Chikara aurait pu en finir il y a bien longtemps avec cette cité criminelle, mais cela leur aurait coûté bien plus qu’elle ne leur apportait. Bien que le gouvernement du désert ne s’en vantait pas, peu de personnes ignoraient qu’ils avaient fait de Sengo un partenaire commercial privilégié, étant le plus proche port maritime à sa disposition. De plus, un accord tacite semblait avoir cours entre les deux. Le port pirate prenait garde à ne pas froisser les shinobis en ne s’attaquant qu’aux villages hors du protectorat Chikarate, permettant aux ninjas de se rendre indispensable au-delà de ses frontières en monnayant des protections temporaires aux villages démunis. Les deux cités ne s’en tenaient jamais rigueur, les raids n’étant pas officiellement du fait de Sengo et Chikara fermait manifestement les yeux si des preuves de leur implication leur étaient fournies. Seuls les samouraïs Yuukaniens avaient tenté d’éliminer Sengo, mais leurs forces ne suffisaient pas pour les déloger. Son lien avec la cité pirate offrait certainement à Chikara un levier implicite dans ses négociations avec Mahou et Gensou.

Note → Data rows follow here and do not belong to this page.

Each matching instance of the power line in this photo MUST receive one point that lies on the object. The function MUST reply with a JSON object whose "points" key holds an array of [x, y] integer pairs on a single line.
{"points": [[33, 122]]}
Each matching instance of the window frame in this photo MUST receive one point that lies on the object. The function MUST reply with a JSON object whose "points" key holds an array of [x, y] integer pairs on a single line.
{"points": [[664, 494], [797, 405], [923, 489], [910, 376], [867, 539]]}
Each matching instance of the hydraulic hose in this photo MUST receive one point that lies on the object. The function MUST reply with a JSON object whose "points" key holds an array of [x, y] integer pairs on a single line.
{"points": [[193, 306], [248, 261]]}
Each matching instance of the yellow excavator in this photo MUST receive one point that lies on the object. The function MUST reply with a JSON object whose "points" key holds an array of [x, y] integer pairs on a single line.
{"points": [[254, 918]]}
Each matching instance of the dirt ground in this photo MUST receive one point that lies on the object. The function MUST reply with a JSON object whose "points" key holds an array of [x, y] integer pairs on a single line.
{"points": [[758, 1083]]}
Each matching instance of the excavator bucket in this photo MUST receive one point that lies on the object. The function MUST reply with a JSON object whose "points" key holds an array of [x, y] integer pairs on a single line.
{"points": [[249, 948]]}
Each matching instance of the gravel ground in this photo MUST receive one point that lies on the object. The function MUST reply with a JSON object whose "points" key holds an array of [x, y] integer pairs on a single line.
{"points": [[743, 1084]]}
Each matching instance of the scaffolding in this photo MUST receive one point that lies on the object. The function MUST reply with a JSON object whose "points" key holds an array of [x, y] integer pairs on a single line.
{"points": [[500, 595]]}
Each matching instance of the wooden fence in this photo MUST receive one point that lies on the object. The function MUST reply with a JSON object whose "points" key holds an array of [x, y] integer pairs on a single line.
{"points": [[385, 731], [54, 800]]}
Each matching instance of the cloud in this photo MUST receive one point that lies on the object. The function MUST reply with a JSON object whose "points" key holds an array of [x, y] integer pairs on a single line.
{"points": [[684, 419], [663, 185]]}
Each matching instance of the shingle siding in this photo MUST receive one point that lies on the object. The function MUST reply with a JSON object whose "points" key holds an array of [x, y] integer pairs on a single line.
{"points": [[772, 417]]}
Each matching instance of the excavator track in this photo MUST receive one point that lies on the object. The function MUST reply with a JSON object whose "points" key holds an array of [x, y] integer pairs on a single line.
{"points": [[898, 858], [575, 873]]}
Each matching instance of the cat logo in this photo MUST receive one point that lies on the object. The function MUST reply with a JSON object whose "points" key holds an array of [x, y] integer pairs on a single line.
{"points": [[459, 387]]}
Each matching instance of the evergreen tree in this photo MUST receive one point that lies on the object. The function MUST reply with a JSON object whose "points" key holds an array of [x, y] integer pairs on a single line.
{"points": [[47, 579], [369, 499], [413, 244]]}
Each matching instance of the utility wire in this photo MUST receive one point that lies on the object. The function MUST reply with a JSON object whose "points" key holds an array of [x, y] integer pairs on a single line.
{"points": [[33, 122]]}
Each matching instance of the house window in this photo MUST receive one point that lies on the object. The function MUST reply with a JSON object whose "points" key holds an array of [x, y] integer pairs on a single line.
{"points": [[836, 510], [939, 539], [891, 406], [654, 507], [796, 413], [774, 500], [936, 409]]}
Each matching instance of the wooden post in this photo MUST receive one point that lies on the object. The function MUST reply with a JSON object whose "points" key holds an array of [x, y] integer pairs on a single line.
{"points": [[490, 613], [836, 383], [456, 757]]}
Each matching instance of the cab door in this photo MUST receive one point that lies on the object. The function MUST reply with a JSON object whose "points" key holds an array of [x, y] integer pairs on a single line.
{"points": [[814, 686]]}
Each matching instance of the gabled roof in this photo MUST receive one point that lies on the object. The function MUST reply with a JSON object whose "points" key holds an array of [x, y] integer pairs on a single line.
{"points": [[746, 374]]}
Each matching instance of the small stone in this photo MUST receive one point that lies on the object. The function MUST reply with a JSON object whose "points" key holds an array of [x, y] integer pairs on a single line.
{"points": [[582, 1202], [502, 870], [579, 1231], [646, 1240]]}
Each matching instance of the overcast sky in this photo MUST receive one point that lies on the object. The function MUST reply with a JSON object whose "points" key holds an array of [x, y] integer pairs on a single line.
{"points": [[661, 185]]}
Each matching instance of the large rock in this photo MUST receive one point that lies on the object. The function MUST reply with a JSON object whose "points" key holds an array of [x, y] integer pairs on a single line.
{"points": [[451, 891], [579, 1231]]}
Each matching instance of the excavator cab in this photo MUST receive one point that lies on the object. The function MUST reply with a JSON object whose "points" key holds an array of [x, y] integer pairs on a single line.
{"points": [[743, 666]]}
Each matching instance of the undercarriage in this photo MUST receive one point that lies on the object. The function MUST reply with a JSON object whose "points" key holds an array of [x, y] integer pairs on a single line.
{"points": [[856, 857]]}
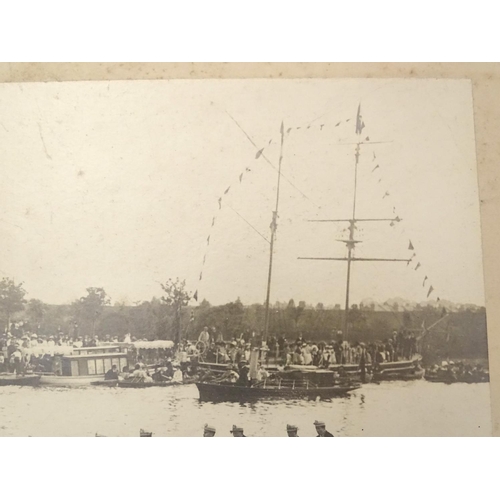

Dans ce souci de préservation de leurs relations, Tokri se doutait que l'hypothèse d’un lien entre Sengo et le Boost S n’arrangeait pas le Kage et son Conseil. Malheureusement, un incident avait eu lieu la semaine passée au village côtier de Higaisha. Lors d’une mission de protectorat classique, une escouade Chikarate fut massacrée par des brigands des mers présentant les caractéristiques d’injection de Boost S. Le jeune homme n’était pas naïf, certain que l’affaire aurait pu être étouffée si l’affaire n’était pas potentiellement menaçante. Chikara et Gensou décidèrent d’envoyer leur équipe hybride enquêter sur place. Comme à l’accoutumée, rien n’indiquait que ce raid provenait de Sengo. Mais leur présent voyage vers les côtes prouvaient que les dirigeants du Désert y songeaient fortement. En attente de preuve, il leur faudrait manoeuvrer avec le plus grand soin pour ne pas provoquer de conflits diplomatiques qui tendrait par ricochet les relations entre Gensou et la Cité du Désert.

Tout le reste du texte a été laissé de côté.